Actualización: 24/01/2012

Antonio Cabrera

Piedras al agua

Por Andrés Navarro

Tusquets Editores

Barcelona

2010

 

Guido Boggiani (Italia, 1861-Paraguay, 1902) constató que los indígenas de la selva amazónica mostraban un rechazo visceral a ser fotografiados. Para estas tribus, la captura de su imagen les arrebataba o bien el alma o bien la voluntad. Ese conocimiento no impidió a Boggiani dejarnos varias series de fotografías estremecedoras, aunque al fin, como parecen constatar sus biógrafos, la intromisión acabara por costarle la vida. Antonio Cabrera (Medina Sidonia, Cádiz, 1958) reformula en Piedras al agua uno de los dilemas que comparten la física y la antropología modernas: cómo observar sin alterar.
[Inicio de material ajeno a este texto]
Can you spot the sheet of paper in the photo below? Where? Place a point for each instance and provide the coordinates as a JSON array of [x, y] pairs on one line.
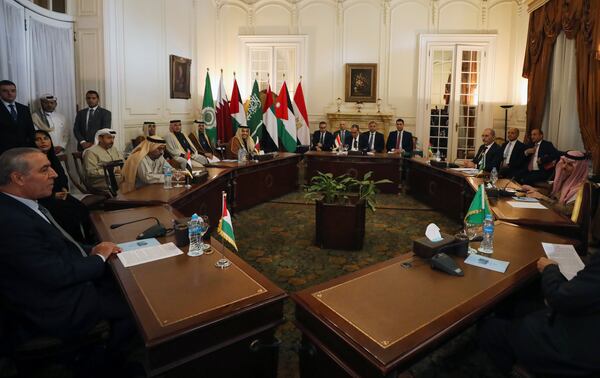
[[526, 205], [567, 258], [487, 263], [144, 255]]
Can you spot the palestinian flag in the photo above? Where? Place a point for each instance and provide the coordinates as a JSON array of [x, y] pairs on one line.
[[225, 226]]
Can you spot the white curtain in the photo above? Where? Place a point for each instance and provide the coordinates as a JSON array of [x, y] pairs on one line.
[[561, 121], [13, 47]]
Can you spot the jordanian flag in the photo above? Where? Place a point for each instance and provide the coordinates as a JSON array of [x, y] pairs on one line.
[[208, 112], [225, 226], [286, 121]]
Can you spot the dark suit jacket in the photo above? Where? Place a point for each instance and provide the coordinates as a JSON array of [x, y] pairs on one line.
[[100, 120], [493, 158], [379, 141], [43, 276], [19, 133], [328, 142], [406, 143]]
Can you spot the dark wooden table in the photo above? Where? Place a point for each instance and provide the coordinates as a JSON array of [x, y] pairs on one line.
[[383, 165], [379, 320], [194, 318]]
He aniquilado la voluntad a fuerza de analizarla, decía Fernando Pessoa por boca de Bernardo Soares. Esa suspensión de los resortes volitivos que busca acercar posturas entre el observador y su objeto es una de las constantes de la obra poética de Cabrera; hasta hoy: En la estación perpetua (Visor, 2000),Tierra en el cielo (Pre-textos, 2001) y Con el aire (Visor, 2004). Pero Antonio Cabrera o bien no se rinde ante las evidencias de la física, o bien las aprovecha en su favor, les da la vuelta: ¿Por donde nunca paso/acontecen el hierro y el vapor de las cosas? Es cierto, donde no suele haber nadie suele haber misterio, o al menos lo hay para quien por allí transita y experimenta el vacío que su presencia rompe, esa sensación a mitad de camino entre la bienvenida y el rechazo... al acercarme, simplifico, aparto. El poeta se sabe un obstáculo, una injerencia turística, y a menudo los textos se detienen justo ahí, en el conflicto que va del respeto por lo que se le ofrece al ejercicio de sustracción imprescindible para trasformar ese material virgen en poemas.
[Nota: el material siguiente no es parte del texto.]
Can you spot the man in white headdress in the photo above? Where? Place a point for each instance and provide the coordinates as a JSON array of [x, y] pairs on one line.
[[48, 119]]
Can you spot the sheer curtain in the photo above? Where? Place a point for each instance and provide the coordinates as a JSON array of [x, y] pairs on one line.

Antonio Cabrera corteja tanto a lo animado como a lo inanimado: corzos y tórtolas, mirlos, piedras, juncos, orquídeas, gatos, abejas, polvo... como si quisiera erigirse en voz articulada de todo aquello dotado de un lenguaje no verbal. En cuanto te quedas de verdad solo, los animales se adelantan hacia ti -leí ese aforismo de Jorge Riechmann hace algunos años y, más allá de la atracción que me produce o de la exactitud que le supongo, sigo sin saber si alude a una experiencia o a algo más parecido a una fe. Los poemas de Cabrera evidencian que todo lo que narran es fruto de una experiencia, la constatación de un instante visual que ha sido después auscultado, diseccionado, transformado en signo. El poeta se impone la óptica del observador oriental, se esfuerza por no entrar en plano, aunque algunos de sus mejores textos lo son precisamente por traicionar esa tesis de partida; tras un encuentro fortuito con una familia de caballos en un bosque, el observador se asusta y al mismo tiempo toma conciencia de que su presencia espanta a los animales, y al fin concluye: «Si has de elegir», me dije, «no escojas el enigma, no te quedes rodeado de equívocos nocturnos./ Mejor es el regreso, algo sencillo, sólido. / Fíjate en la cautela/ de los caballos fuertes.»

En otras ocasiones, la reflexión se disocia y la mente (o el ojo mental, la conciencia que mira) pasa del análisis de lo observado a estudiarse a sí misma en el acto de observar. Ambas actitudes se entrecruzan, se interrogan, y el poeta aprovecha ese conflicto para destilar sentencias inquietantes, lúcidas. En Frente a un espigón, escribe: Pescar parece triste. Ver pescar/ es detenerse en un silencio de otros, /es triste, es no pertenecer./ Desde aquí, esas figuras, con camisas abiertas/ y sombras en la cara, están formando parte. Formar parte es más puro que pensar.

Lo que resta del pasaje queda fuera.